Godot Version
4.3dev3
Question
I am trying to trigger animations in the shader frm GdScript, sending through a ‘start_time’, as a shader parameter, set as ‘Time.get_ticks_msec() * 1000.0’, then calculating elapsed time in the shader with ‘t = TIME - start_time’.
I expected these times to be synchronised, but TIME (in gdscript) is bit ( around half a second) behind.
To calculate the offset I evenually found I could set a global shader parameter ‘offset_time’ in a physics process running on the first frame, then when I need synchronised time in a shader I do ‘actual_time = TIME + offset_time’.
Is this expected behaviour, or am I missing something? Is there a cleaner way to do this? I haven’t yet tested whether the times stay in sync over longer periods.
Thanks in advance!
Two options I’ve found:
If you’re using a particle shader you can look at the VERTEX position in the spatial shader and use that to make adjustments.
Otherwise, when needed, pass the shader elapsed (sum(delta)) via your gdscript func process(delta) and set_shader_parameter (or whatever that function is).
There’s no easy way to track time elapsed in shaders I’m afraid (at least that I’ve found)

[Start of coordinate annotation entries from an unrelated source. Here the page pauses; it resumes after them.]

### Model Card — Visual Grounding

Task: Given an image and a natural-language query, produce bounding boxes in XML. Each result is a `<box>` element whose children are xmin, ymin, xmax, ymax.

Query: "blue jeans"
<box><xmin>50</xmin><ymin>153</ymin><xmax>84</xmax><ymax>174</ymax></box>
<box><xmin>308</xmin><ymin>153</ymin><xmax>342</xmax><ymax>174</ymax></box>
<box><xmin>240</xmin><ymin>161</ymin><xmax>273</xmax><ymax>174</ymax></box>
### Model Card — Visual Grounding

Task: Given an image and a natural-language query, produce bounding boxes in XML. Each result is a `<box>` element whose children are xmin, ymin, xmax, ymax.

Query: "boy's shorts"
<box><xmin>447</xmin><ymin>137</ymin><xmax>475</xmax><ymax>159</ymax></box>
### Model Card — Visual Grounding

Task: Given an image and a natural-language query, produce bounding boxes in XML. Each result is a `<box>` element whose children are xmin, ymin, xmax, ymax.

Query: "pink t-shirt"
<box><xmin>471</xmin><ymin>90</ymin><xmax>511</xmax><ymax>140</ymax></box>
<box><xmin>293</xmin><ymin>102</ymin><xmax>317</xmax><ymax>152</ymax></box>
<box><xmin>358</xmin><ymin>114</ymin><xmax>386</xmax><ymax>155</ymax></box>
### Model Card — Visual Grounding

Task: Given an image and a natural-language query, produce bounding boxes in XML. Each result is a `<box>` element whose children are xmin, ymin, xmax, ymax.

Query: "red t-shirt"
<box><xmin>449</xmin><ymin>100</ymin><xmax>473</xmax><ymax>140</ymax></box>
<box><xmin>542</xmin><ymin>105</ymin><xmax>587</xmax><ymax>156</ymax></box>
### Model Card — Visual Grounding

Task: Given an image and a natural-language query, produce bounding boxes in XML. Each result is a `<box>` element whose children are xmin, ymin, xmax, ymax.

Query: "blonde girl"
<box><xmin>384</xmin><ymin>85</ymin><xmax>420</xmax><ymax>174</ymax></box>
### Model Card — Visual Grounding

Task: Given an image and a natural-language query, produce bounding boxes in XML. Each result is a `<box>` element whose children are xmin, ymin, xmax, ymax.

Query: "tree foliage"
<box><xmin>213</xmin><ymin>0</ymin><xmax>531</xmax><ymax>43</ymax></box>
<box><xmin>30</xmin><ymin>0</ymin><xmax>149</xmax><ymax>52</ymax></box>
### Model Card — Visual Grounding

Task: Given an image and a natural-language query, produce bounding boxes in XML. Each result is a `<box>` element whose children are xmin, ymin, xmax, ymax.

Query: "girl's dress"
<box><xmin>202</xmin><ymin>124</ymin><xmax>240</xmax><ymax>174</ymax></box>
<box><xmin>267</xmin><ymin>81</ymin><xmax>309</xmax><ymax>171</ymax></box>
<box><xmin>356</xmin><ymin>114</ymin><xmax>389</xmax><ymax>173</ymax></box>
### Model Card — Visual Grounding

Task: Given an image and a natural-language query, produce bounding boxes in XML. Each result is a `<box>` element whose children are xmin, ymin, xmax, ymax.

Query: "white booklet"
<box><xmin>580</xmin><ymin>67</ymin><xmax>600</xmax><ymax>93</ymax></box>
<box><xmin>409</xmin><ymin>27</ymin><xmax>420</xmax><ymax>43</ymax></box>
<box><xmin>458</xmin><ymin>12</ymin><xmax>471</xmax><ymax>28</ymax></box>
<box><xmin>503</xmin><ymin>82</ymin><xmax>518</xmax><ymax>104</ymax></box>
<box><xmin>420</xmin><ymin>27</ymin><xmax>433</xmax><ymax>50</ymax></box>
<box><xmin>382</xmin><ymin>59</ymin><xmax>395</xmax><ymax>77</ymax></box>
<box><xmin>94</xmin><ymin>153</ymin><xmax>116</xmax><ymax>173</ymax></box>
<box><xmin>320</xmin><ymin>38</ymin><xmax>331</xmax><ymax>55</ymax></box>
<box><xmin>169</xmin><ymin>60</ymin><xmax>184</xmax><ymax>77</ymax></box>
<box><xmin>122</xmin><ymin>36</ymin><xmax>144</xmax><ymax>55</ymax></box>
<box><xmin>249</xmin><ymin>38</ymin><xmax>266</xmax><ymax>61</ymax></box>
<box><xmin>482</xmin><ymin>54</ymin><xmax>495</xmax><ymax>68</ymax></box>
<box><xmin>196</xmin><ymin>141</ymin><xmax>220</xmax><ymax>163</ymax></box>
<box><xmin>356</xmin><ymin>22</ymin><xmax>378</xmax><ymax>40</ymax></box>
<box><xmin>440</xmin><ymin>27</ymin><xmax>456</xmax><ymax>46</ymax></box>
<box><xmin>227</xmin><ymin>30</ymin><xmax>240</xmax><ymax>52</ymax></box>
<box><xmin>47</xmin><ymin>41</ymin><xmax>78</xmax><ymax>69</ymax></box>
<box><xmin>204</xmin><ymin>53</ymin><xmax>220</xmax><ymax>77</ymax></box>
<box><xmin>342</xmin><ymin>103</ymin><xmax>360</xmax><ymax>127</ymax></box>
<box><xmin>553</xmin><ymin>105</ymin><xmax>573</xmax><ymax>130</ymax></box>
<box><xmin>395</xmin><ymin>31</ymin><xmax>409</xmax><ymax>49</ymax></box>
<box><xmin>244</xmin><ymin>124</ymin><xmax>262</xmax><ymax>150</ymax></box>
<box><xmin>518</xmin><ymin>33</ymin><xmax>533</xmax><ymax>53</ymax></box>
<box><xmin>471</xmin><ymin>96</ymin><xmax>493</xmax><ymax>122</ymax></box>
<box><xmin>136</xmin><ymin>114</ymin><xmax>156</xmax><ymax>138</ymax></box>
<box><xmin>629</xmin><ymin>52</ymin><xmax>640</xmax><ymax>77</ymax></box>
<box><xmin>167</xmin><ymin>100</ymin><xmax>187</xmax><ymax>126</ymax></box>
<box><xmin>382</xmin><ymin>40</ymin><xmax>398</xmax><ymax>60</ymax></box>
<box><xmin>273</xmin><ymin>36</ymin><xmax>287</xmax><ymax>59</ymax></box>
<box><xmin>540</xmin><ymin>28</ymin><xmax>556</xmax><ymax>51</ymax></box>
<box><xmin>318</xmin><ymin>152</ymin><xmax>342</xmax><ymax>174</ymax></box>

Edit: To be clear, the timing should be handled entirely by your gdscript through the process func and updating the shader parameter manually. TIME is only really useful for sinusoids and random seeds in my experience.
1 Like
Thanks. I was hoing to avoid having to explicitly set an ‘actual_time’ in the shader every frame, but I guess it’s not the end of the world if it comes to that! So far setting a single offset at the game seems stable, though, atleast in my current case on a multimesh present frm initialisation.